Complexity is the limit: software design in the era of AI programming.

Complexity is the limit: software design in the era of AI programming.

      AI has accelerated the process of writing code to unprecedented levels. However, the challenging aspect now lies in comprehending a system and making modifications without introducing errors. This remains a significant cost, ultimately influencing how much work can be assigned to automated tools.

      **Introduction**

      In 1987, Fred Brooks, in his essay “No Silver Bullet,” forecasted that no single tool or method would yield a tenfold increase in software productivity within a decade. The years that followed have largely validated this view, as his argument was not based on the technology available at the time.
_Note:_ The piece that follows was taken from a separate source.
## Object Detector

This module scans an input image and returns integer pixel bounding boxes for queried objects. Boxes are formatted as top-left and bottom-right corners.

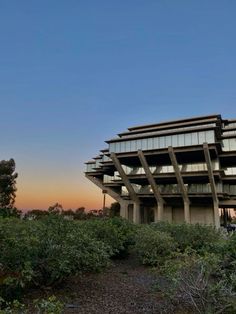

Brooks categorized the challenges of software development into two types: accidental complexity, which refers to the extra effort imposed by tools—such as syntax and boilerplate—and essential complexity, which pertains to the intrinsic demands of the problem itself, including system requirements and design structures that can scale. He posited that tools primarily address accidental complexity while leaving essential complexity largely unchallenged, as it constitutes the majority of the workload.

      AI coding tools represent the most significant breakthrough against accidental complexity to date. They can produce functions or assemble entire test suites in mere seconds, significantly reducing the effort associated with the mechanical aspects of programming. This has led to the widely-held belief that because code is now inexpensive, its quality is less crucial. The approach becomes: describe what is needed, let the AI generate it, and if issues arise, simply adjust the description and regenerate the code.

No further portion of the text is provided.